Research and Development in Hyg Med 25.
Year 2000 - Vol. 1/2


Innovation in Drainage: Developments for the Future

The drainage of body secretions has seen continuous development over the past 2000 years. In the early days, Hippocrates used small metal tubes to drain the contents of abscesses. This technique was later improved upon by introducing gold and silver tubes for drainage. Currently, vacuum systems are in common use for postoperative drainage of wound secretions. However, this technique is not without complications. Advanced technologies must be applied to reduce the potential risks which are briefly summarized in the following.

Despite continual improvements being made in surgical techniques, the incidence of postoperative inflammation in trauma surgery and following orthopedic operations is reported at up to two percent in the literature. In addition to these severe disturbances of wound healing, complications such as postoperative swelling and hematoma, though less severe, also significantly affect the postoperative outcome. Swelling causes delayed mobilization which is associated with a pneumonia or thrombosis risk, especially in elderly patients.

True asepsis, gentle management of soft tissues, insertion and withdrawal of the drainage, and edema prophylaxis are essential requirements of osteosynthesis and have a significant impact on wound healing.

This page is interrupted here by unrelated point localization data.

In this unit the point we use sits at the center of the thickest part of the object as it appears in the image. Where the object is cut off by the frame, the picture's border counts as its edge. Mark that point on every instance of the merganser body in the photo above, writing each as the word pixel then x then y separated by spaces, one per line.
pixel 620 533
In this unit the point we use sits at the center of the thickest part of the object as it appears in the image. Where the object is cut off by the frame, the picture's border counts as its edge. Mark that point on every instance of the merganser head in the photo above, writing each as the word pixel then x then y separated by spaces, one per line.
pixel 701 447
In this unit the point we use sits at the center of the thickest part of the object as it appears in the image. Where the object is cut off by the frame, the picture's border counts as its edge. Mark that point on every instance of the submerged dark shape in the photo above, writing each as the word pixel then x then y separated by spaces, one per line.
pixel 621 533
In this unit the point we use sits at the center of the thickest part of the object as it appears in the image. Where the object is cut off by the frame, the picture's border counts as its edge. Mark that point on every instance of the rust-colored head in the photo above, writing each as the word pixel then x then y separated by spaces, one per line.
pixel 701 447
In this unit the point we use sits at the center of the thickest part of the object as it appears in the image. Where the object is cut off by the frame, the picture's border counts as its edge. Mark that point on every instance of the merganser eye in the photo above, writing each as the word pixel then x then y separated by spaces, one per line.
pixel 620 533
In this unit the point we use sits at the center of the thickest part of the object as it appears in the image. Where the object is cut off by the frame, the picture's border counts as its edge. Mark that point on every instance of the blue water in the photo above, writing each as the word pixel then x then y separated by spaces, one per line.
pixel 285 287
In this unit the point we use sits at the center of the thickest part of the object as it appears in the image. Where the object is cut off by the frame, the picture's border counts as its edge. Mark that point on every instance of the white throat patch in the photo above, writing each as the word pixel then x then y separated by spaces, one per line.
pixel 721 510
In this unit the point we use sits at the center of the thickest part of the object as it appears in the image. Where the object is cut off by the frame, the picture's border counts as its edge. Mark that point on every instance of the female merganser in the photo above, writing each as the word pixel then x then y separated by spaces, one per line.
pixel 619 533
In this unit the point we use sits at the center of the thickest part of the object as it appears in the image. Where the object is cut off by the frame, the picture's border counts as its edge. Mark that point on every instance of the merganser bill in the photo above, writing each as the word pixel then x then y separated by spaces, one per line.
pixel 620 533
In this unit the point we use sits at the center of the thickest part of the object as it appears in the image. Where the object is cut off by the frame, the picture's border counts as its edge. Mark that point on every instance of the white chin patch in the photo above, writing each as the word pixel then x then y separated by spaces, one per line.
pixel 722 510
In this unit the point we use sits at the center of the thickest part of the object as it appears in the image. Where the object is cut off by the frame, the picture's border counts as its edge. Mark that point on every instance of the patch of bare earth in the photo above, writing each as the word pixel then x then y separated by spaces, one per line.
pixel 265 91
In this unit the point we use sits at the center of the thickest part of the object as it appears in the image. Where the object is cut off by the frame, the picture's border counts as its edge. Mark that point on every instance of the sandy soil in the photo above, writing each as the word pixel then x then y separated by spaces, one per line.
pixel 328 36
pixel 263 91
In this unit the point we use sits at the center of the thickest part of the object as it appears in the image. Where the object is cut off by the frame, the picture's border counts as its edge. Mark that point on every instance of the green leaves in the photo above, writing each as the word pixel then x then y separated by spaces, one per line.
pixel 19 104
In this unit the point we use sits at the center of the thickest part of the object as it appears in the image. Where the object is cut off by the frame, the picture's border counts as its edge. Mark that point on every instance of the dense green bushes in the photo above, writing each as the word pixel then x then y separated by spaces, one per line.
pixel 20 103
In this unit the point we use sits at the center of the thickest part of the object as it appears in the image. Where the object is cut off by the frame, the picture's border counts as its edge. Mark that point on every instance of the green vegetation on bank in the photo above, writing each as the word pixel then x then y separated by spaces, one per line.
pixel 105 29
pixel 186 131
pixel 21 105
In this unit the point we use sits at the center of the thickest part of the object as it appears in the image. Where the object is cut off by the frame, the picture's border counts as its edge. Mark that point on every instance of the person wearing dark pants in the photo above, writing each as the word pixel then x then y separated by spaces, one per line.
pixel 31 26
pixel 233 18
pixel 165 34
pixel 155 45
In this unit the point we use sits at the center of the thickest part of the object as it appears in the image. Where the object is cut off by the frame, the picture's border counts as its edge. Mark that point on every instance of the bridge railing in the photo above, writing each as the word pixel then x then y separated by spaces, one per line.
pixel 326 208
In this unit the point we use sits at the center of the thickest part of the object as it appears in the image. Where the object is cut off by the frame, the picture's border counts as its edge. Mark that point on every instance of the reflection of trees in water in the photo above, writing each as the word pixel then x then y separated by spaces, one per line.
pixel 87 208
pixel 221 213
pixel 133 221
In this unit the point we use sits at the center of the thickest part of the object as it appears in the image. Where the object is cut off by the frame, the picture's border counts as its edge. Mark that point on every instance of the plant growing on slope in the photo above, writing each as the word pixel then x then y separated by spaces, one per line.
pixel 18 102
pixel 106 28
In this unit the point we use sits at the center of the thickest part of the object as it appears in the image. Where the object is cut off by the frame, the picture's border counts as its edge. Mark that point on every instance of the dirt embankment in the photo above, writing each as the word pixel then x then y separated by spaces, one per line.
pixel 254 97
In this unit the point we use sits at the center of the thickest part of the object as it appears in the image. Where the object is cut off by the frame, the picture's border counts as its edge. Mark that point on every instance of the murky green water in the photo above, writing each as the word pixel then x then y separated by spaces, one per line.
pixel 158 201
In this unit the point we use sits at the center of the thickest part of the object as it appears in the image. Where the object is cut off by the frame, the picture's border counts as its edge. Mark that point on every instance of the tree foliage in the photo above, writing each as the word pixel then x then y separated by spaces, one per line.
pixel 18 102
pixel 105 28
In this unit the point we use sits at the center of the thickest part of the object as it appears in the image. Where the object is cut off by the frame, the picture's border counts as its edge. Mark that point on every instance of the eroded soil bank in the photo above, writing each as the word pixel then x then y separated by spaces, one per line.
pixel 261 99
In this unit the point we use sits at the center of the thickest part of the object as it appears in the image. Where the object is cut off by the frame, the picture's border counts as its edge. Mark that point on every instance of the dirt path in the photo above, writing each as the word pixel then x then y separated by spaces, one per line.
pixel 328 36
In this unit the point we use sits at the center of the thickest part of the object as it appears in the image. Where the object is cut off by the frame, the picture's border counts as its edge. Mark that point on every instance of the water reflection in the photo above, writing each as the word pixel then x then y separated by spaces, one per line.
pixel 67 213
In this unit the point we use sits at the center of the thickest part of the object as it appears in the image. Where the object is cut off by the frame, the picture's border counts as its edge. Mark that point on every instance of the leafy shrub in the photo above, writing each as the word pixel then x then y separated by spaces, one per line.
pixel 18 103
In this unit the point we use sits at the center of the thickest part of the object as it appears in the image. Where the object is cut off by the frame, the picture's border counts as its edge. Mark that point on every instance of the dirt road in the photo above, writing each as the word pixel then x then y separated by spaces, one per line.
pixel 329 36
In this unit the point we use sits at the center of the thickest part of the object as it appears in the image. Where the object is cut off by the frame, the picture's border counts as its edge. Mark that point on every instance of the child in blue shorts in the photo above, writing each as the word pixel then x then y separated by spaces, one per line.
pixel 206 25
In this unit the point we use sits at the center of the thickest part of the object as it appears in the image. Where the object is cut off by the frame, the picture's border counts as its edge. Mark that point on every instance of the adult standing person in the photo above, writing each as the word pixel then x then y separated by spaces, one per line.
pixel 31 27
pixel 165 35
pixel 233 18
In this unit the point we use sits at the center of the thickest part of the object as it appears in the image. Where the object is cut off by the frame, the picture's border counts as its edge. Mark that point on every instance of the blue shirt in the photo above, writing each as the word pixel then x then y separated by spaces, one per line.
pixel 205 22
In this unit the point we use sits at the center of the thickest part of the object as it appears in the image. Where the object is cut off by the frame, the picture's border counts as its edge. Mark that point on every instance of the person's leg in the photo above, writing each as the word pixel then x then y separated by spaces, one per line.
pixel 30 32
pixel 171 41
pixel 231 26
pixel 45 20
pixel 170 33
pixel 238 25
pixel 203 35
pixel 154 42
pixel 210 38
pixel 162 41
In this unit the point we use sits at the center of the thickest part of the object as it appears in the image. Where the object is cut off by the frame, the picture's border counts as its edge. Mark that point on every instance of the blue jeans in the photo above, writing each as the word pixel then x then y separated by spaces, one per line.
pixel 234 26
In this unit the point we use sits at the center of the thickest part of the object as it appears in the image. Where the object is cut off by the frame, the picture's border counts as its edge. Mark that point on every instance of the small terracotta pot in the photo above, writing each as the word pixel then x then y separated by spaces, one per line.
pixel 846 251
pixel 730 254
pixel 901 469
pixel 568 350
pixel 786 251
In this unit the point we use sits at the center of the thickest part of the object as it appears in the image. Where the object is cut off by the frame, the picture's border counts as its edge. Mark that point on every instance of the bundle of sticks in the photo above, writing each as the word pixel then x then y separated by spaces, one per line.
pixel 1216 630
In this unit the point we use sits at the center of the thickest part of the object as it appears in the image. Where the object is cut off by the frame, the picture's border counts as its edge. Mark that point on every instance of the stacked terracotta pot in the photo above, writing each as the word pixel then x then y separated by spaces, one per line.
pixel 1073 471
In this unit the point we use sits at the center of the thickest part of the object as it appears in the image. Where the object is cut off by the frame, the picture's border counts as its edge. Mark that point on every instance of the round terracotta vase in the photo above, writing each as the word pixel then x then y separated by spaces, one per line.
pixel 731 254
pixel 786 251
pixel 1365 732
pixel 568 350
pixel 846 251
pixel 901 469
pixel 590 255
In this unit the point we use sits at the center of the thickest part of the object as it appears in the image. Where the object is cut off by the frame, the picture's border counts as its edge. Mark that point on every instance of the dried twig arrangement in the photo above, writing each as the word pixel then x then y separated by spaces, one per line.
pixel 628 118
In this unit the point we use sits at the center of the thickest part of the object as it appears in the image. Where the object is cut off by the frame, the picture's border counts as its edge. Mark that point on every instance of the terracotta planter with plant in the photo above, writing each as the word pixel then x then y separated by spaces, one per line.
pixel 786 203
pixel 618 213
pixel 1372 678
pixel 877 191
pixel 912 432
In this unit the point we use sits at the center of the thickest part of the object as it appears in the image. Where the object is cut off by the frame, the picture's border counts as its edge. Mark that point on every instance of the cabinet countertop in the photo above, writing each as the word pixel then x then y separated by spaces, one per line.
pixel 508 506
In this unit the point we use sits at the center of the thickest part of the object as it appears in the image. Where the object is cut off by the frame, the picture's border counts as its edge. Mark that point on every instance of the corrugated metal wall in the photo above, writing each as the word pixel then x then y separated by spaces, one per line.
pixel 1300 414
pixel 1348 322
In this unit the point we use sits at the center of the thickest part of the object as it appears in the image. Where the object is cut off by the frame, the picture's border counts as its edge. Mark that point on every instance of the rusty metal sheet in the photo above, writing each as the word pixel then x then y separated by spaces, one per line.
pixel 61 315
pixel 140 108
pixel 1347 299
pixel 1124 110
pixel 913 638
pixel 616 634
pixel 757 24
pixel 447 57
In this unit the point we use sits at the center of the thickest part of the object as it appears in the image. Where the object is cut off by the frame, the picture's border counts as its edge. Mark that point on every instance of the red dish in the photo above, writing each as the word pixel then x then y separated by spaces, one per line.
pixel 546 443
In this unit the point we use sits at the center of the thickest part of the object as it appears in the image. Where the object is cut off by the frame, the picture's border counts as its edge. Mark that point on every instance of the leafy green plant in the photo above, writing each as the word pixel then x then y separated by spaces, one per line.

Though the incidence of hematoma was reduced by the introduction of vacuum drainage, hematoma and other disturbances of wound healing continue to be reported in the literature despite the proper use of the instrumentation, e.g. the reported incidence of postoperative hematoma after total endoprosthesis varies between 1.2 and 22 percent.

Some of the complications of common vacuum systems cannot be prevented, in fact they are caused by the systems. Complications typically relate to the applied vacuum, frequent change of bottles with ensuing infection risk, valve-like closure of the drain due to vital tissue being suctioned into the drain leading to postoperative hematoma.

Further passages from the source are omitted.